Но он ничего ей не ответил, и она уже успела задремать и сильно вздрогнула, когда он ее попросил:

— Мам, разбуди меня завтра пораньше, я хочу поработать маслом на Тимирязевском пруду. Утром там всегда сидит старик с удочкой. Интересный тип: держит в руках хворостинку с ниточкой, а сам похож на Соловья-разбойника.

Расставшись с Лизой Пчельниковой, Зоя обернулась — хотелось еще раз взглянуть на школу. Как хорошо сегодня было в школе! Как хорошо!

В ночной темноте сейчас ярко светились одни лишь окна школьного здания. Но вот на глазах у Зои начали выключать свет и там. Погас сразу весь третий этаж, где только что в последний раз с жадной ненасытностью танцевали вчерашние десятиклассники, точно кто-то невидимой рукой вычеркнул третий этаж жирной черной линией, подводя итоговую черту на ведомости последней четверти учебного года. Как им не хотелось расходиться сегодня из школы! Потом так же мгновенно исчез во тьму лестничный пролет, только что сиявший светом сквозь чистые стекла, прорезывающие всю восточную стену здания от крыши и до земли.

На улицах ни души.
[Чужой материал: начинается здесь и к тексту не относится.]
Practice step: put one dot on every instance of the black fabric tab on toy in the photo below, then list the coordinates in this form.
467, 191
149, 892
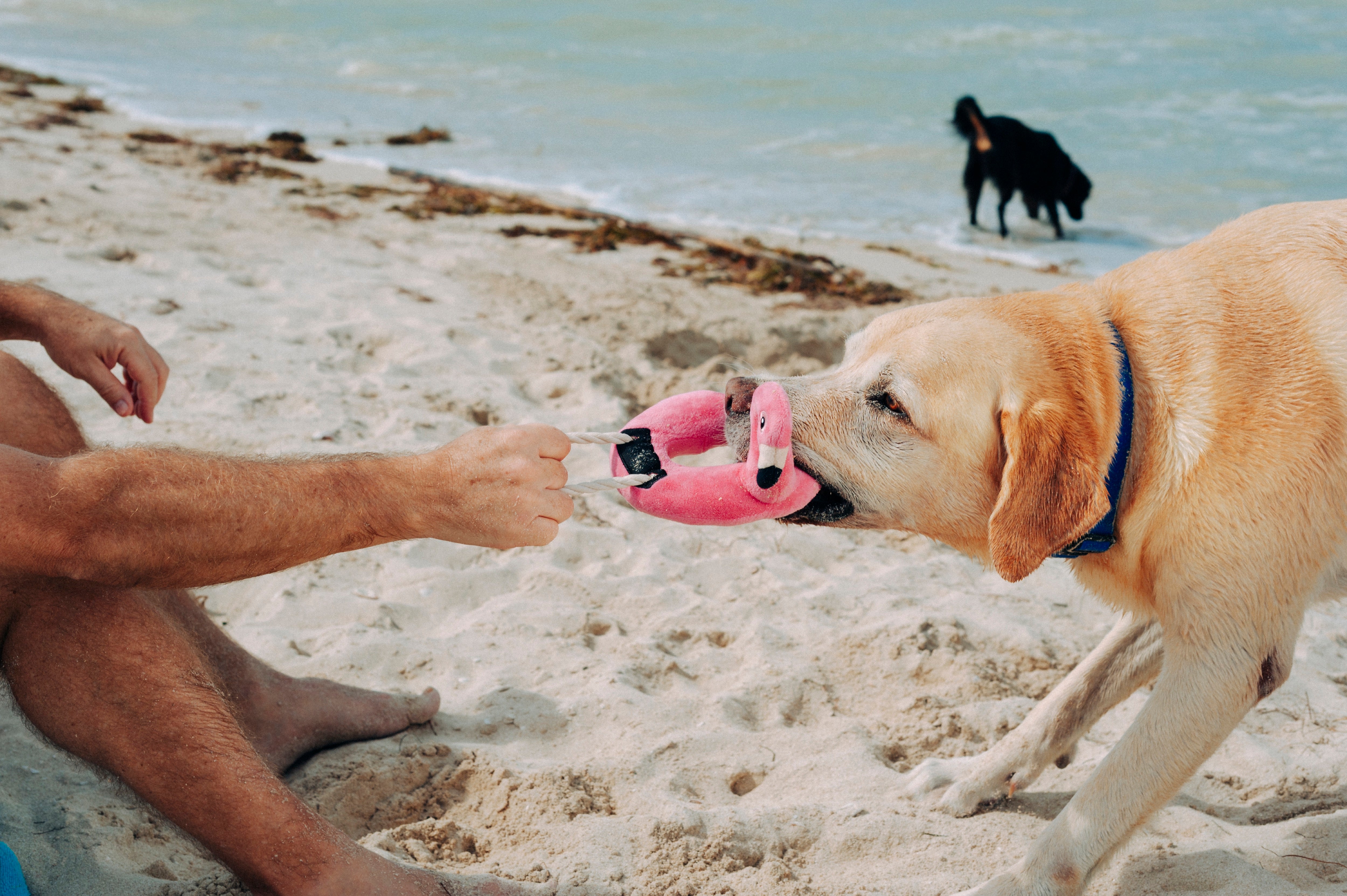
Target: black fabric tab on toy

Нет, вон стоят двое, тесно прижавшись друг к другу, возле палисадника: юноша взял в свои ладони голову девушки, слегка запрокинул ее и поцеловал в губы. Зоя отворачивается, словно она виновата в том, что подсмотрела чужое счастье. Она идет дальше, торопится. Ей опять вспомнились слова Чернышевского: «Умри, но не давай поцелуя без любви!» Чем ближе к дому, тем скорее хочется одолеть расстояние, отделяющее Зою от дома. Мама и Шура, конечно, уже спят, но все-таки ей очень хочется скорее попасть домой. Там, где тротуар около подворотен каждого дома понижается, она торопливо пробегает под горочку и на горочку.